Not only is the Book of Mormon not based on the King James Version, but the King James Version itself is based on an earlier translation, that of William Tyndale:

There is also the possibility that the source for the biblical quotations in the Book of Mormon could come from other English Bibles (namely, ones published prior to the King James Version, beginning with Tyndale’s New Testament [from as early as 1526] and ending with the Geneva Bible and its various editions). Most of the phraseology of the King James Bible is dependent upon previous editions of the English Bible.12 In fact, as part of the critical text project I have discovered evidence (from variation in the use of the definite article the) that the compositors for the King James Bible set type from a minimally edited copy of an earlier edition of the English Bible. In fact, nearly all the English translations during the 1286s and early 1600s were minor revisions. Only Tyndale’s translation (of the New Testament and the first half of the Old Testament) and part of Matthew’s Bible (the second half of the Old Testament, translated by Miles Coverdale) represent fresh translations into English.13 Moreover, nearly all the famous passages for which the King James translation is praised can be found in these early English editions. Consequently, it is not immediately obvious that the passages quoted in the Book of Mormon are strictly from the King James Bible. (Royal Skousen, “Critical Methodology and the Text of the Book of Mormon,” FARMS Review: Volume – 6, Issue – 1, Pages: 121-44)
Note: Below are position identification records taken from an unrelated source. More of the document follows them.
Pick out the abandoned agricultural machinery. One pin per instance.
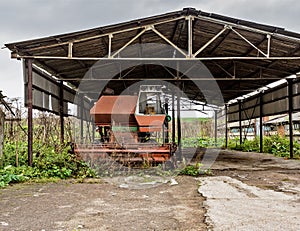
(132, 129)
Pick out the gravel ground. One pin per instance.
(249, 191)
(233, 205)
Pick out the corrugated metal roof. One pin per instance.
(235, 76)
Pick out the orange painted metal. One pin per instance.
(150, 123)
(119, 109)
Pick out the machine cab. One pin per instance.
(149, 112)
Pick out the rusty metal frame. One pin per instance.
(190, 55)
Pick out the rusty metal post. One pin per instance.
(261, 132)
(30, 106)
(179, 122)
(167, 123)
(216, 126)
(240, 122)
(61, 112)
(226, 126)
(291, 108)
(173, 116)
(81, 108)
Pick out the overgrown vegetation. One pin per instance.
(51, 160)
(47, 163)
(202, 142)
(195, 170)
(276, 145)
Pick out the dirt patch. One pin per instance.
(102, 206)
(125, 203)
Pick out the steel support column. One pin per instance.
(216, 126)
(261, 114)
(226, 126)
(173, 116)
(167, 123)
(29, 106)
(81, 108)
(240, 122)
(291, 108)
(179, 152)
(61, 112)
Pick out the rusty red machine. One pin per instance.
(125, 125)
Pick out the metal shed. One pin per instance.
(236, 56)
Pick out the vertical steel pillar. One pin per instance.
(291, 108)
(81, 117)
(167, 123)
(216, 126)
(173, 116)
(61, 112)
(178, 122)
(240, 122)
(30, 106)
(226, 126)
(261, 114)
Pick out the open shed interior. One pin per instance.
(212, 58)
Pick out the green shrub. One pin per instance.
(276, 145)
(48, 162)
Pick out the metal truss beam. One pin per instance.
(189, 54)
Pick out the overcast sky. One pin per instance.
(27, 19)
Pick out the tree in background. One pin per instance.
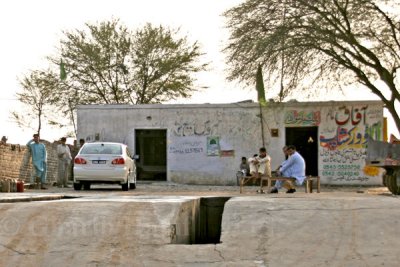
(38, 99)
(107, 64)
(330, 43)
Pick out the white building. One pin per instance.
(203, 144)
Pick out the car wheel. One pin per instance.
(77, 186)
(86, 186)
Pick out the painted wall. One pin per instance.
(205, 142)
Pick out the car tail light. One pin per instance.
(118, 161)
(79, 161)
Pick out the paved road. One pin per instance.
(107, 227)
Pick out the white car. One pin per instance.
(104, 162)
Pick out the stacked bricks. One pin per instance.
(16, 162)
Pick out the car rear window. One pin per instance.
(102, 149)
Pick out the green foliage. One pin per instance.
(38, 99)
(331, 43)
(108, 64)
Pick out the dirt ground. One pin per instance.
(169, 188)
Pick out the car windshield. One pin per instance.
(102, 149)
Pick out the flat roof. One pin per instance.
(228, 105)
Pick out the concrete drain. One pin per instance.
(203, 226)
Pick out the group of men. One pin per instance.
(39, 161)
(293, 166)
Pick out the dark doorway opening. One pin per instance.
(151, 147)
(306, 141)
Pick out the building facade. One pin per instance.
(203, 143)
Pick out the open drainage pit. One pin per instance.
(199, 221)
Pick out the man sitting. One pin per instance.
(260, 165)
(293, 167)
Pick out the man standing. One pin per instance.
(64, 159)
(293, 167)
(260, 166)
(39, 160)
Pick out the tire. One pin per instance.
(86, 186)
(77, 186)
(392, 179)
(125, 186)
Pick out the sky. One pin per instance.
(32, 30)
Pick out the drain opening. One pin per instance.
(200, 222)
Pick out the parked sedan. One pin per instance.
(104, 162)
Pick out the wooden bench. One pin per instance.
(308, 182)
(244, 180)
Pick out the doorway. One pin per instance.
(151, 149)
(306, 141)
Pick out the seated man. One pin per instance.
(293, 167)
(260, 165)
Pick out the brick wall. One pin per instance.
(16, 163)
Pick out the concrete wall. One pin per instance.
(342, 131)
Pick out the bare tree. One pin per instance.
(334, 43)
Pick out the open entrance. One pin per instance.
(306, 141)
(151, 147)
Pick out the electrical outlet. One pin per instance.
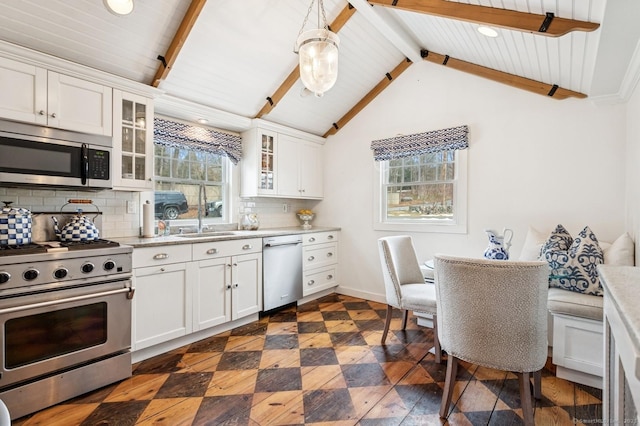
(131, 207)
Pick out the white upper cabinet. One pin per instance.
(36, 95)
(132, 142)
(259, 163)
(299, 168)
(277, 164)
(24, 92)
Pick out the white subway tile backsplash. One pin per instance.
(116, 222)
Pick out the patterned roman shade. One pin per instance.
(172, 133)
(420, 143)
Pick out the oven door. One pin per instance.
(45, 333)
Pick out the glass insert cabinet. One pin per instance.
(133, 141)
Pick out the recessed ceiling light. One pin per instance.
(119, 7)
(488, 31)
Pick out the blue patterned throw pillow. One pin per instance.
(573, 262)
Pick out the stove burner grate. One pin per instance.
(30, 248)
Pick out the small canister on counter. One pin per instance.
(15, 225)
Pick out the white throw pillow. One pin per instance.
(532, 244)
(621, 252)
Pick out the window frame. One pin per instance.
(457, 225)
(225, 188)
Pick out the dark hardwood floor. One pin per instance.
(320, 363)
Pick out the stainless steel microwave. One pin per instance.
(44, 156)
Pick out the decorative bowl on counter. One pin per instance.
(306, 218)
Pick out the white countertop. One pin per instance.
(213, 236)
(622, 286)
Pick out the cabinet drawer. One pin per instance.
(319, 279)
(161, 255)
(213, 249)
(319, 238)
(319, 255)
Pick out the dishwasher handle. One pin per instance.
(289, 243)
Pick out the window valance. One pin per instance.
(172, 133)
(420, 143)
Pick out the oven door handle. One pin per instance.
(129, 290)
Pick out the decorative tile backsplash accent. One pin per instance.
(116, 222)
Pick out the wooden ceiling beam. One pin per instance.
(188, 21)
(294, 75)
(383, 84)
(547, 25)
(534, 86)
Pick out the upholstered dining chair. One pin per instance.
(493, 313)
(404, 283)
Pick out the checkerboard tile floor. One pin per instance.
(316, 364)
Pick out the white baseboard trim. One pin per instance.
(579, 377)
(374, 297)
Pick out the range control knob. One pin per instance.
(30, 274)
(60, 273)
(87, 267)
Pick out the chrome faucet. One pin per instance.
(202, 203)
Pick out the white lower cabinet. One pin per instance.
(319, 261)
(227, 289)
(184, 288)
(161, 308)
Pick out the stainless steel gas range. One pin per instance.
(65, 321)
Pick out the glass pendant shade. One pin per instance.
(318, 54)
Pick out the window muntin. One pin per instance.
(424, 193)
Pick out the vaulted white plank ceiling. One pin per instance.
(238, 54)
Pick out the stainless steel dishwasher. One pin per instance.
(281, 270)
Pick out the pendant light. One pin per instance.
(318, 54)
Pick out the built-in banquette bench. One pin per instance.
(575, 319)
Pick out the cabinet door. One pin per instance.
(132, 142)
(288, 185)
(246, 284)
(161, 305)
(212, 295)
(267, 162)
(79, 105)
(311, 170)
(24, 92)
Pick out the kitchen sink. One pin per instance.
(208, 234)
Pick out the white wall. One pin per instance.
(633, 169)
(533, 160)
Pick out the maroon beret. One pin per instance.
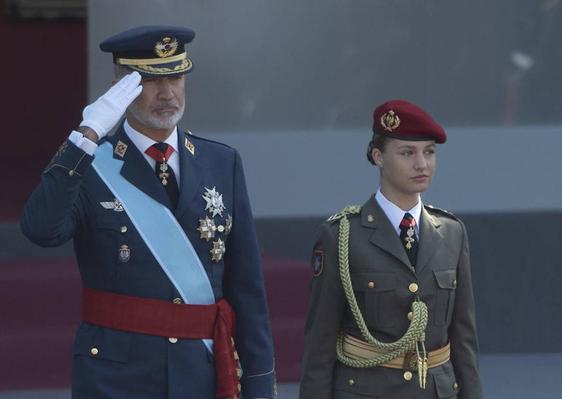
(406, 121)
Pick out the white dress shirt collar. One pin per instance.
(143, 142)
(395, 214)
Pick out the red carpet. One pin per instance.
(40, 310)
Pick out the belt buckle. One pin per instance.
(410, 362)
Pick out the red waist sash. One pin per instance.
(167, 319)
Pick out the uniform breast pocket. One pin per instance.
(445, 301)
(377, 292)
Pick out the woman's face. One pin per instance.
(407, 167)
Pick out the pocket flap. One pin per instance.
(102, 343)
(373, 282)
(446, 278)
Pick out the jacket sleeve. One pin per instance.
(323, 323)
(53, 213)
(462, 331)
(244, 289)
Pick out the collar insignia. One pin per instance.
(114, 205)
(213, 198)
(390, 121)
(166, 47)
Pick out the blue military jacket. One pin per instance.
(72, 202)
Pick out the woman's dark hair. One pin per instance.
(379, 141)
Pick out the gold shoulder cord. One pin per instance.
(412, 340)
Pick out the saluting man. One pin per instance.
(174, 303)
(391, 309)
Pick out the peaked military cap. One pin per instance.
(151, 50)
(406, 121)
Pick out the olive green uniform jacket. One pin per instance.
(377, 256)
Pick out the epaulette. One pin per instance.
(191, 136)
(348, 210)
(440, 211)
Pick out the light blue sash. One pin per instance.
(160, 231)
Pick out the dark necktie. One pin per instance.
(161, 152)
(408, 237)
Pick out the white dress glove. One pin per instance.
(104, 113)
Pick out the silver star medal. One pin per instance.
(206, 228)
(228, 224)
(409, 240)
(114, 205)
(218, 250)
(213, 198)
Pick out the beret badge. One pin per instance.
(390, 121)
(166, 47)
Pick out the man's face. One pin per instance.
(161, 104)
(407, 167)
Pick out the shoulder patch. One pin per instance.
(439, 211)
(318, 262)
(193, 137)
(348, 210)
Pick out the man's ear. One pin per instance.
(376, 154)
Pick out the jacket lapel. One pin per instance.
(384, 236)
(430, 237)
(135, 168)
(190, 174)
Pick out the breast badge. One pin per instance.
(114, 205)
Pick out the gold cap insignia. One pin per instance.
(166, 47)
(390, 121)
(120, 148)
(190, 147)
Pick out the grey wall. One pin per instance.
(292, 85)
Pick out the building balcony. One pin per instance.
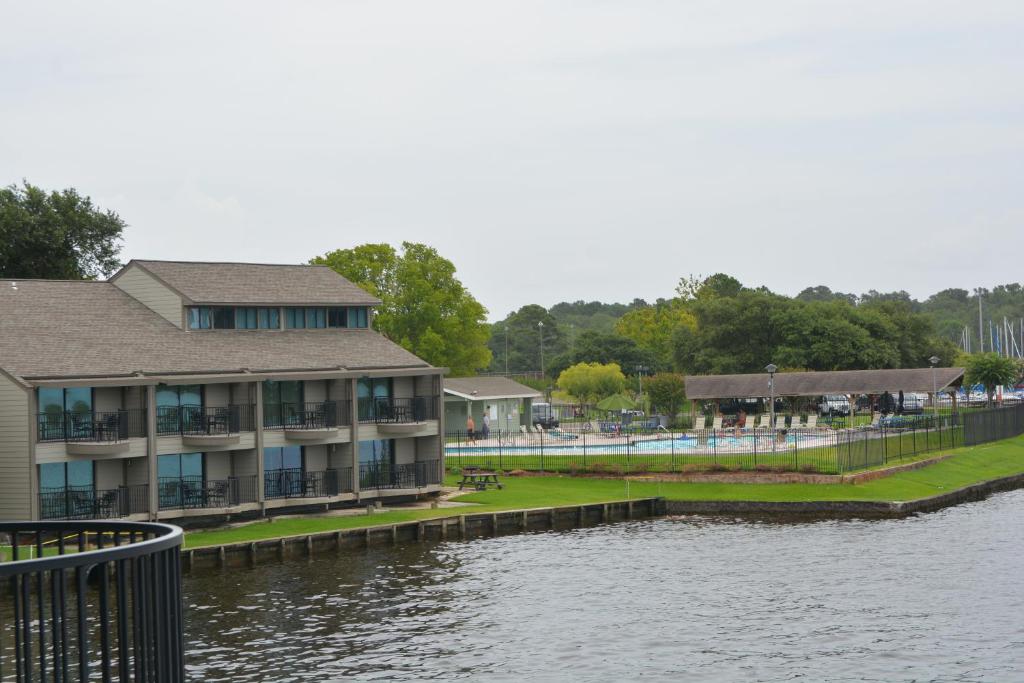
(297, 483)
(309, 421)
(205, 426)
(196, 493)
(90, 503)
(408, 475)
(92, 433)
(397, 416)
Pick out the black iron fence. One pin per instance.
(383, 474)
(381, 409)
(200, 420)
(91, 425)
(993, 424)
(190, 493)
(310, 415)
(642, 449)
(297, 483)
(90, 600)
(90, 503)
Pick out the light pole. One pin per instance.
(540, 327)
(640, 370)
(770, 369)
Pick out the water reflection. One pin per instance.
(935, 597)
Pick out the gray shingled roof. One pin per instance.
(256, 283)
(488, 387)
(53, 329)
(814, 384)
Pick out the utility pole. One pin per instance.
(540, 327)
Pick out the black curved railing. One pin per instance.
(96, 599)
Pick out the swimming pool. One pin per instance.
(681, 444)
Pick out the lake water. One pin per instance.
(936, 597)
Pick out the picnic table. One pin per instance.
(478, 479)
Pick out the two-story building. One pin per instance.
(185, 389)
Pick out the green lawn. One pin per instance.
(968, 466)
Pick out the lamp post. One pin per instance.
(640, 370)
(770, 369)
(540, 327)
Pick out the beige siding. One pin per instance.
(15, 461)
(107, 399)
(315, 458)
(109, 473)
(137, 472)
(404, 451)
(144, 288)
(313, 390)
(216, 395)
(403, 387)
(243, 463)
(341, 457)
(218, 465)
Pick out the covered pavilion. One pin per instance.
(850, 383)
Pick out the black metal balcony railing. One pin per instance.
(190, 493)
(311, 415)
(407, 475)
(296, 483)
(204, 421)
(91, 600)
(381, 409)
(90, 503)
(91, 426)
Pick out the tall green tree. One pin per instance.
(56, 236)
(991, 370)
(590, 382)
(425, 308)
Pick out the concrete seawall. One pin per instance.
(471, 525)
(844, 509)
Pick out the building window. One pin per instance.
(177, 407)
(67, 491)
(370, 392)
(282, 402)
(181, 480)
(283, 471)
(337, 316)
(357, 316)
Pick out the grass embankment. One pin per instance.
(968, 466)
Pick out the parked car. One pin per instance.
(544, 416)
(834, 404)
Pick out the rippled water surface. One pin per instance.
(935, 597)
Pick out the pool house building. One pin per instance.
(182, 390)
(508, 402)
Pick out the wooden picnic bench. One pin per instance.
(478, 479)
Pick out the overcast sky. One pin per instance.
(553, 151)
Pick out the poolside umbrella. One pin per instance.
(615, 402)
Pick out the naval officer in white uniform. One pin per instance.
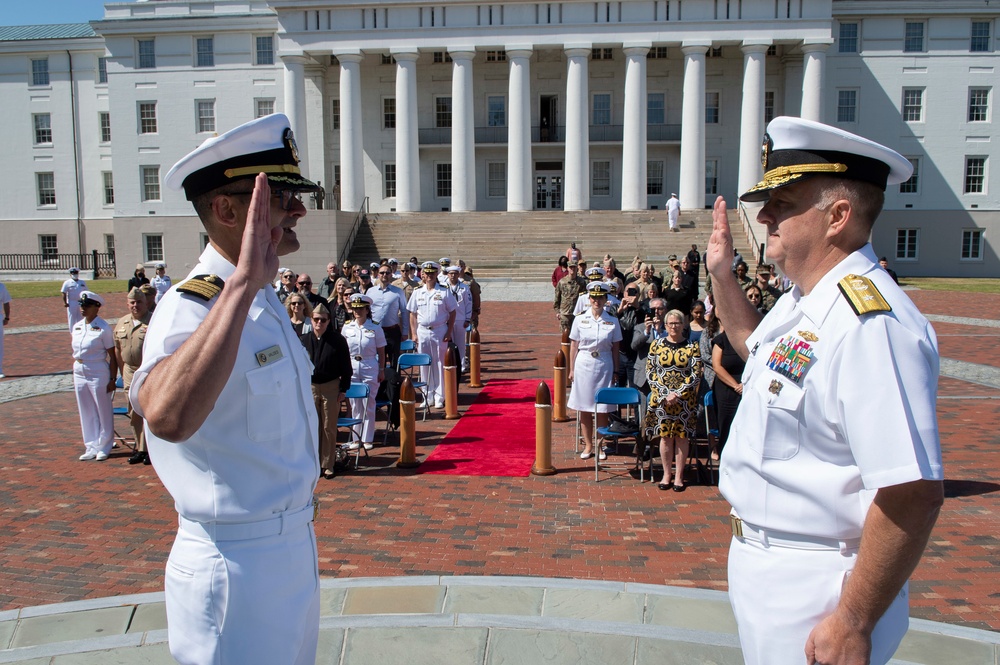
(833, 466)
(231, 425)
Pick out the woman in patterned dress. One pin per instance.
(673, 369)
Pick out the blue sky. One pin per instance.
(31, 12)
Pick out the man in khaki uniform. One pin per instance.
(568, 291)
(130, 333)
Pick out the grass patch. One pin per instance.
(968, 284)
(45, 289)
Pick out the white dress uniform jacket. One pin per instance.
(364, 342)
(835, 406)
(242, 485)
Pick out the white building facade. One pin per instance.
(513, 106)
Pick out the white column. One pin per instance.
(352, 168)
(295, 105)
(752, 116)
(813, 70)
(634, 130)
(407, 144)
(463, 133)
(577, 163)
(692, 182)
(519, 131)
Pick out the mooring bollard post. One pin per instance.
(450, 385)
(407, 426)
(474, 378)
(543, 432)
(559, 388)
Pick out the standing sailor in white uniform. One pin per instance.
(833, 466)
(231, 424)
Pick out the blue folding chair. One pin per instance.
(357, 391)
(618, 397)
(406, 363)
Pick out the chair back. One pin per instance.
(619, 396)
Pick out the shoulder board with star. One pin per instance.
(862, 295)
(205, 287)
Time and extensive scholastic scrutiny have judged Tyndale the most gifted of the three translators. Dr Westcott (in his History of the English Bible) states that “The history of our English Bible begins with the work of Tyndale and not with that of Wycliffe.” The quality of his translations has also stood the test of time, coming relatively intact even into modern versions of the Bible. A. S. Herbert, Bible cataloguer, says of the Matthew Bible, “this version, which welds together the best work of Tyndale and Coverdale, is generally considered to be the real primary version of our English Bible”[9] upon which later editions were based, including the Geneva Bible and King James Version. Professor David Daniell recounts that, “New Testament scholars Jon Nielson[10] and Royal Skousen observed that previous estimates of Tyndale’s contribution to the KJV ‘have run from a high of up to 90% (Westcott) to a low of 18% (Butterworth)’. By a statistically accurate and appropriate method of sampling, based on eighteen portions of the Bible, they concluded that for the New Testament Tyndale’s contribution is about 83% of the text, and in the Old Testament 76%.“[11]. Thus the Matthew Bible, though largely unrecognized, significantly shaped and influenced English Bible versions in the centuries that followed its first appearance. (Wikipedia 5/2/10)

Source: Study Light


Notes:

1The above information was derived from “The Hebrew Text of Alma 7:11” by Thomas A. Wayment in Journal of Book of Mormon Studies, Vol. 1, Issue 1, 2005, pp. 98-103.